The moment generating function (MGF) is M(t) = E[e^{tX}], defined for t in some neighborhood of 0. If M(t) exists, all moments can be recovered: E[Xᵏ] = M^{(k)}(0). The MGF uniquely determines the distribution, and convergence of MGFs implies convergence of distributions.
The moment generating function is an encoding trick: it packages all the moments of a distribution into a single function of one variable t. The definition M(t) = E[e^{tX}] looks mysterious at first, but the connection to moments becomes transparent through the Taylor series you already know. Recall that e^{tX} = 1 + tX + t²X²/2! + t³X³/3! + ... Taking expectations term by term: M(t) = 1 + t·E[X] + t²·E[X²]/2! + t³·E[X³]/3! + ... This is the ordinary power series for M(t) with coefficients E[Xᵏ]/k!. Differentiating k times and evaluating at t = 0 plucks out E[Xᵏ], which is exactly why the kth derivative at zero gives the kth moment: M^{(k)}(0) = E[Xᵏ].

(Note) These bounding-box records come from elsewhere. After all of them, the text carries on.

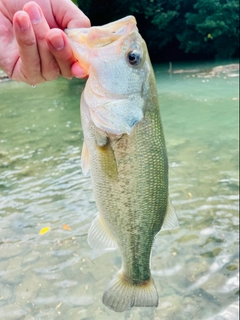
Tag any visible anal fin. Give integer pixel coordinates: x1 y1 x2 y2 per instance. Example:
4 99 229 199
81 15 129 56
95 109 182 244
88 213 117 250
161 200 179 230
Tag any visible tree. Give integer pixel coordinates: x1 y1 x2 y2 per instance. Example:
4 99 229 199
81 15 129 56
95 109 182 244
177 0 239 58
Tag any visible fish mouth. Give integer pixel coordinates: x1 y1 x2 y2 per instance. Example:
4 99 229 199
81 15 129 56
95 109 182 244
64 16 137 69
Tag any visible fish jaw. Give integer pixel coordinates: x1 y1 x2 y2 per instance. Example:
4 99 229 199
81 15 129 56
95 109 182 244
64 16 138 72
65 16 151 135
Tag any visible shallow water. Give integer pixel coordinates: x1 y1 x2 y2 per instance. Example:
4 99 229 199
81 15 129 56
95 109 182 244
0 64 239 320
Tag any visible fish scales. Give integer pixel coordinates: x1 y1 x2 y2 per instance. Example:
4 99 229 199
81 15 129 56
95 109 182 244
67 16 177 312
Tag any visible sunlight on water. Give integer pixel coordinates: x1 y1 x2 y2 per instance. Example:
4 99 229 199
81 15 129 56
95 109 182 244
0 64 239 320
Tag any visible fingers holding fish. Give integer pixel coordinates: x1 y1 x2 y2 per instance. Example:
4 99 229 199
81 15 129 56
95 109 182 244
24 2 60 82
11 11 44 85
46 28 86 78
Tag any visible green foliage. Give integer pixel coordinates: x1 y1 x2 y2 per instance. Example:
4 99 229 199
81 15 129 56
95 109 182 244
73 0 239 58
177 0 239 58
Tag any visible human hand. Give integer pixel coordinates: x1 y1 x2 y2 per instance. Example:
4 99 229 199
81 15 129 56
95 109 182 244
0 0 90 85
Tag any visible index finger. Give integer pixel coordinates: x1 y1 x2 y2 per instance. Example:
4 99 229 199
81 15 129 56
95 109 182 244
52 0 91 30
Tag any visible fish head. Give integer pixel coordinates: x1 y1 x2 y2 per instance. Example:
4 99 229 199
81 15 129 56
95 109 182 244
65 16 152 134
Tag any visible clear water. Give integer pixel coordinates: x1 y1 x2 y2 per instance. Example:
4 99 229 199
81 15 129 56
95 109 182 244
0 61 239 320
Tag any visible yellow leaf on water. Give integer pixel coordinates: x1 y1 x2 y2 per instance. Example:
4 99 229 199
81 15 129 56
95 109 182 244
39 227 51 236
63 223 72 230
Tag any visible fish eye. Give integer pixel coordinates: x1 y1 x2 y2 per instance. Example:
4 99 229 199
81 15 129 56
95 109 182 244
127 50 142 66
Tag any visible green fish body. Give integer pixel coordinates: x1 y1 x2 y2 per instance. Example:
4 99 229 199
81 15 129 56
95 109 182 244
66 16 178 312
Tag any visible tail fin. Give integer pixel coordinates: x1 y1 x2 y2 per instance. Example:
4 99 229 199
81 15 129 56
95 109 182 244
103 272 158 312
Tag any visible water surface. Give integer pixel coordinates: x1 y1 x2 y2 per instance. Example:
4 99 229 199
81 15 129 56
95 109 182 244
0 65 239 320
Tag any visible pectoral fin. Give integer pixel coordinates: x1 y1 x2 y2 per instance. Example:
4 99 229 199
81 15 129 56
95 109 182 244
161 200 179 230
88 213 117 250
81 141 90 176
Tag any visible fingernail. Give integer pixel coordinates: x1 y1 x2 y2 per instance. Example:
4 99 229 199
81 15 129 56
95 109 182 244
27 4 42 24
17 12 30 31
49 31 65 51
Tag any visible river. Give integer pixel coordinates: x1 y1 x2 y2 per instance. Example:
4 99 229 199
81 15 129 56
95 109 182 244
0 63 239 320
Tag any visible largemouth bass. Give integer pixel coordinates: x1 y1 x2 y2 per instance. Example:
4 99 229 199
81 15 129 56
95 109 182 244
66 16 178 312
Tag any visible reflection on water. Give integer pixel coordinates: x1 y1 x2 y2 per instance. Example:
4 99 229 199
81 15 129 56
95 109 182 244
0 61 239 320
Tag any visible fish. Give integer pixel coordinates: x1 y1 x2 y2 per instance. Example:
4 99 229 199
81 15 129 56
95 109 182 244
65 16 178 312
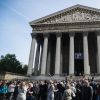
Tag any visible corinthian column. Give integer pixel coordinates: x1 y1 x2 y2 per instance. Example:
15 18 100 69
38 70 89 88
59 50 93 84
83 32 90 75
55 33 61 75
69 32 75 75
41 35 48 75
97 31 100 74
27 35 36 75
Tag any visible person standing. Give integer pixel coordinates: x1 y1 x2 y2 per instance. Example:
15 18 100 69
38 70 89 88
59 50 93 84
82 80 93 100
17 82 27 100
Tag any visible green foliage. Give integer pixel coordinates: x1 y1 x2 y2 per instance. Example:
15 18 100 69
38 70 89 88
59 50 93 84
0 54 27 74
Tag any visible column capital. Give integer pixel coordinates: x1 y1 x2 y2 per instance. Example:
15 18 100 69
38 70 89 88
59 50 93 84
69 32 75 36
82 31 88 36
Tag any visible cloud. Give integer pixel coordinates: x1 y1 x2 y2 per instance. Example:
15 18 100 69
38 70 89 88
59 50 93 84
2 3 30 21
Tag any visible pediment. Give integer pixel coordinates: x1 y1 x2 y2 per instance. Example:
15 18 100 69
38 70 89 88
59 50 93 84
30 5 100 25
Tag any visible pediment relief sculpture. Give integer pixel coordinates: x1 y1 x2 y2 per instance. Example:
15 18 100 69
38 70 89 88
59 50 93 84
42 11 100 24
30 5 100 25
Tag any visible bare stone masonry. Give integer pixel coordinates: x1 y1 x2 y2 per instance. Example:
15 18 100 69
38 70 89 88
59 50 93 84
27 5 100 76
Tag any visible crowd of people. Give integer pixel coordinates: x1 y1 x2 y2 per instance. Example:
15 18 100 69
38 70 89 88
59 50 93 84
0 77 100 100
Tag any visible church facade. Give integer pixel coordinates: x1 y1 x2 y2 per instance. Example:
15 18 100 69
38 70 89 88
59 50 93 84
27 5 100 76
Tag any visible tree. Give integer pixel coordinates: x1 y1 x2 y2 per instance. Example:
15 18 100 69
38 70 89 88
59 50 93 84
0 54 26 74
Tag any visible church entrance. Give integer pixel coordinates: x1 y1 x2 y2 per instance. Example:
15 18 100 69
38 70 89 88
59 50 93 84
74 33 84 76
75 53 84 76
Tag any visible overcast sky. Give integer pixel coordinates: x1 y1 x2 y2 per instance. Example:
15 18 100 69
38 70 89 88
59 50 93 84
0 0 100 64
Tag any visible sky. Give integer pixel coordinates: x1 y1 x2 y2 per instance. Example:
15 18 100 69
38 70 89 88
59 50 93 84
0 0 100 64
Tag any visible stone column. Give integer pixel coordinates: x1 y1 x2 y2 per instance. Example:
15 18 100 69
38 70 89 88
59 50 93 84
69 32 75 75
41 34 48 75
83 32 90 75
97 31 100 74
55 33 61 75
27 35 36 75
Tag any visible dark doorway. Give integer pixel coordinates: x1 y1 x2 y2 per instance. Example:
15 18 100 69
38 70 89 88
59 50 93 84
75 59 84 76
74 33 84 76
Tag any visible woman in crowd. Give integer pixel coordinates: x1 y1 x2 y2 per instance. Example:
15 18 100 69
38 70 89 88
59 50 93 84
17 82 27 100
27 83 34 100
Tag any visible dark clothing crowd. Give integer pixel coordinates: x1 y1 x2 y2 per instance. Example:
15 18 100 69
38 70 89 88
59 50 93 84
0 78 100 100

This makes computing variance and higher moments from prerequisites much easier for well-known distributions. For the exponential distribution with rate λ, M(t) = λ/(λ − t) for t < λ. Differentiating: M'(t) = λ/(λ − t)², so E[X] = M'(0) = 1/λ. Differentiating again: M''(t) = 2λ/(λ − t)³, giving E[X²] = 2/λ² and Var(X) = 2/λ² − (1/λ)² = 1/λ². One function generates everything. For the normal distribution N(μ, σ²), the MGF is M(t) = exp(μt + σ²t²/2) — a compact encoding that makes normal calculations tractable.
The deeper power of the MGF is that it uniquely determines the distribution: two distributions with the same MGF (when it exists on an open interval around 0) are identical. This is analogous to how a function is determined by all its derivatives at a point (when the Taylor series converges). This uniqueness property is the key to proving limit theorems: if you can show that the MGF of a sequence of distributions converges to M(t) = exp(μt + σ²t²/2) (the normal MGF), then the distributions themselves converge to normal. This is one route to the Central Limit Theorem — show that the MGF of the standardized sum converges pointwise to the standard normal MGF.

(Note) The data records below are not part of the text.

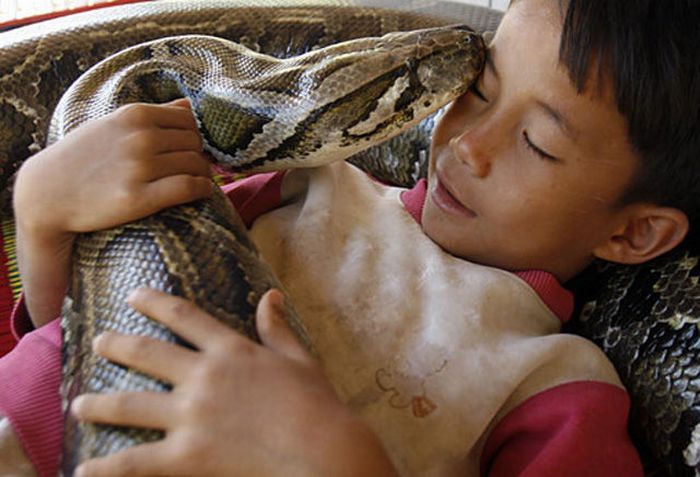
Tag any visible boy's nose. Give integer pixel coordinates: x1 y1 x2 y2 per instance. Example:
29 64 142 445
450 131 491 178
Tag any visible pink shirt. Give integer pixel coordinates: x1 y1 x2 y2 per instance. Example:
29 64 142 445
0 173 643 477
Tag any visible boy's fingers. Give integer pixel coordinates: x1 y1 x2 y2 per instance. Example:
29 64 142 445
156 128 203 153
71 392 177 430
73 440 173 477
146 151 212 181
93 332 195 384
255 290 312 362
162 97 191 108
128 288 235 349
139 174 211 211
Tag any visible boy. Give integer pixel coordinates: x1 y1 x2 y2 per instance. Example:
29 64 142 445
0 0 700 476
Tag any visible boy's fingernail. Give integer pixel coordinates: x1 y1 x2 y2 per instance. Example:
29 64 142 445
70 396 84 416
270 290 284 317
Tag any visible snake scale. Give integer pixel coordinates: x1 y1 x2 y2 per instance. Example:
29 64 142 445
0 0 700 476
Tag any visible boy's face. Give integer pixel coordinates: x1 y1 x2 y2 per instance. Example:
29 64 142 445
422 0 637 281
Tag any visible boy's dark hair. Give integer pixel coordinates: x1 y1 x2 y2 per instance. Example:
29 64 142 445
559 0 700 243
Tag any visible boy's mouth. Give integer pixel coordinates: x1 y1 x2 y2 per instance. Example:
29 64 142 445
431 173 476 218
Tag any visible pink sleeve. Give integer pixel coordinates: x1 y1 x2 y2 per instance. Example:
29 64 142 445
0 319 63 477
222 171 286 228
7 171 286 338
481 381 644 477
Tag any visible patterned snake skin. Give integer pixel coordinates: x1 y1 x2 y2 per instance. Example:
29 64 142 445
0 0 700 476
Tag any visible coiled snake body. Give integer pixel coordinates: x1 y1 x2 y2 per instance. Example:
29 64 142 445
49 7 484 475
0 0 700 475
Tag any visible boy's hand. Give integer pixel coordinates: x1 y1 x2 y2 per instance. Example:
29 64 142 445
14 100 213 326
72 289 395 477
14 100 212 237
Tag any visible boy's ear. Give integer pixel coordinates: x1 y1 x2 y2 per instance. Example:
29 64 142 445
593 204 689 265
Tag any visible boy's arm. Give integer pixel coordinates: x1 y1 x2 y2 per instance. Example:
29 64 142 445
72 290 396 477
14 100 213 326
481 381 644 477
0 416 36 477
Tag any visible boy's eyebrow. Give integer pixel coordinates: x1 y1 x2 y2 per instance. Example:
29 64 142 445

One important caveat: the MGF may fail to exist (the expectation E[e^{tX}] may be infinite) for heavy-tailed distributions like the Cauchy. This is why the characteristic function (replacing t with it, using complex exponentials) is more generally applicable and is the preferred tool in rigorous probability theory — the characteristic function always exists because |e^{itX}| = 1. Think of the MGF as the practical, computable tool for distributions with finite moments, and the characteristic function as its more powerful but less elementary extension.